Until this is done, there will always be room for the Ubuntus (ie: Debian with the reasonable bits put back in) and this is a shame. I would rather be associated with a distribution the community can all be proud of, rather than merely a good framework for one.
OK, so SPI has problems. It's not at all clear to me why Debian would manage our assets any better ourselves. If SPI decides it wants to be more than a bank account and legal entity (eg, SPI becoming a political lobby group) then we will have to reevaluate that of course.
Besides which, I live in Australia and any organisation's 501(c)(3) status has no real meaning outside US. An interesting idea that would benefit users is to create non-profit Debian entities in many countries, managed centrally by Debian. SPI could of course remain as the US-specific piece, but I'm not sure I would be comfortable with SPI becoming “Debian International” themselves. Some countries have part of this already in place but a lot more could be done for non-US donors.
I am concerned that Debian's mailing lists are getting in the way of actually getting things done. We could implement list moderation using a number of different techniques. I think it is a discussion we need to have and something we should experiment with.

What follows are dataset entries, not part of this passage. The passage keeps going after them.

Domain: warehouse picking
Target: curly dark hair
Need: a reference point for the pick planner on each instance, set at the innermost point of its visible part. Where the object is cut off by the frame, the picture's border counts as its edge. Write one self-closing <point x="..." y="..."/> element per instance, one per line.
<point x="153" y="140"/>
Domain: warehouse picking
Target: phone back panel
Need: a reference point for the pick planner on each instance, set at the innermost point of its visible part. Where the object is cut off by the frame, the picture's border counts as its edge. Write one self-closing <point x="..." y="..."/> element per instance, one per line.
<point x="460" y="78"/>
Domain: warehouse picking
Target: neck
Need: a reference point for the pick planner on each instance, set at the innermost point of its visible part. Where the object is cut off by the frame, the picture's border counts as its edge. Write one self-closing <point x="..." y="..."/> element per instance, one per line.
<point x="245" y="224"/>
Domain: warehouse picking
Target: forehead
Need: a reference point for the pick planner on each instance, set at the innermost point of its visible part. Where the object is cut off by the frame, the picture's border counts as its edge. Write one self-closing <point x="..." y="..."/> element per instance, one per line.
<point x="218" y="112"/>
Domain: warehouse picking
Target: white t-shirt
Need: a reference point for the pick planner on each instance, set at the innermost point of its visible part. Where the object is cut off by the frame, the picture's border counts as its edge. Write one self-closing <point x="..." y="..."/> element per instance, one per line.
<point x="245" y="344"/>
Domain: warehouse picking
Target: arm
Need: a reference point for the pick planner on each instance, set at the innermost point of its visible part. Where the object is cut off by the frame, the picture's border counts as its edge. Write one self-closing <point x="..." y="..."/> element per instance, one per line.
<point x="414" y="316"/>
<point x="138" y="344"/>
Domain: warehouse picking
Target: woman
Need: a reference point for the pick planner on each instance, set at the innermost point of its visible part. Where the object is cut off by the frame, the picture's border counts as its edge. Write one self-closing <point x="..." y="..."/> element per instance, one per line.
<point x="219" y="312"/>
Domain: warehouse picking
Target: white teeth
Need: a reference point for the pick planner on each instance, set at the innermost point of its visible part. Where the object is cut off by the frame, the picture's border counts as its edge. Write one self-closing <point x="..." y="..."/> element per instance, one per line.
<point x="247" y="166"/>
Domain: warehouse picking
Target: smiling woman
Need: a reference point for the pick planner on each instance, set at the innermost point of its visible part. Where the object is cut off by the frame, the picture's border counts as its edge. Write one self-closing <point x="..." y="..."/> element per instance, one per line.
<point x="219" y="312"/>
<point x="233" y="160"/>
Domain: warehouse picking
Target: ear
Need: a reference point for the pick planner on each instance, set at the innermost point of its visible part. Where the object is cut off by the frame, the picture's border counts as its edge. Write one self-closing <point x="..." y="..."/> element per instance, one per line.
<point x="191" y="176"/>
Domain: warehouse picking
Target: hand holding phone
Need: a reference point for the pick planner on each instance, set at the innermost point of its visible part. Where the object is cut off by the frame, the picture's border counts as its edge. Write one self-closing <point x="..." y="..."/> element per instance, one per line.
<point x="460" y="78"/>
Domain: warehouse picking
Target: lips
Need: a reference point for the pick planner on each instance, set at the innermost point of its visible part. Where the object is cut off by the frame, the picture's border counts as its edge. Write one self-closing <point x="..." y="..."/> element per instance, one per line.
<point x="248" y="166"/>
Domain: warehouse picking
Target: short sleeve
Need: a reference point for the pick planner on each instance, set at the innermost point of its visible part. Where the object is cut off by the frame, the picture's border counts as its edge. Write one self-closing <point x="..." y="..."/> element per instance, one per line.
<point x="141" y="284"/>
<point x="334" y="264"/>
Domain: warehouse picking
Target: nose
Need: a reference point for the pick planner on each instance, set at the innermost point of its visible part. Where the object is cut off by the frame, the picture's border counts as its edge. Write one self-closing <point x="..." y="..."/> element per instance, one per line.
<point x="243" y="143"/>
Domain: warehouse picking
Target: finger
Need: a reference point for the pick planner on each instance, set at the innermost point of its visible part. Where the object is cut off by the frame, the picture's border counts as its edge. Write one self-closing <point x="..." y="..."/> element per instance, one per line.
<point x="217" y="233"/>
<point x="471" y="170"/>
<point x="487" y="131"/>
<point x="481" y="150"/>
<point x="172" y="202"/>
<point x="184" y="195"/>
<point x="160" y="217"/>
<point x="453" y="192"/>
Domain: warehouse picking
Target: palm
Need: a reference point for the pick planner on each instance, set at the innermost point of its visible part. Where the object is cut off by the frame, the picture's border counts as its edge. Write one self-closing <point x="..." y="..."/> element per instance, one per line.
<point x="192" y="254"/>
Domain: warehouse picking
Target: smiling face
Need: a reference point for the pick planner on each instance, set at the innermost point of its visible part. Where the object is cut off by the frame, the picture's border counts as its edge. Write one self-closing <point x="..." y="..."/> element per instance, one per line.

Often, I have met someone in person and been surprised by the difference in their demeanour and the ease of communication, compared with previous email exchanges. I think the software and bandwidth is now available for Debian to promote VoIP as a useful means of communication. It would be a simple matter to add SIP/IAX/H.323 information to db.debian.org, publish a few HOWTOs and encourage developers to take disagreements and high-turnover discussions “offline”. Putting voices and faces to names would hopefully have some good social effects too.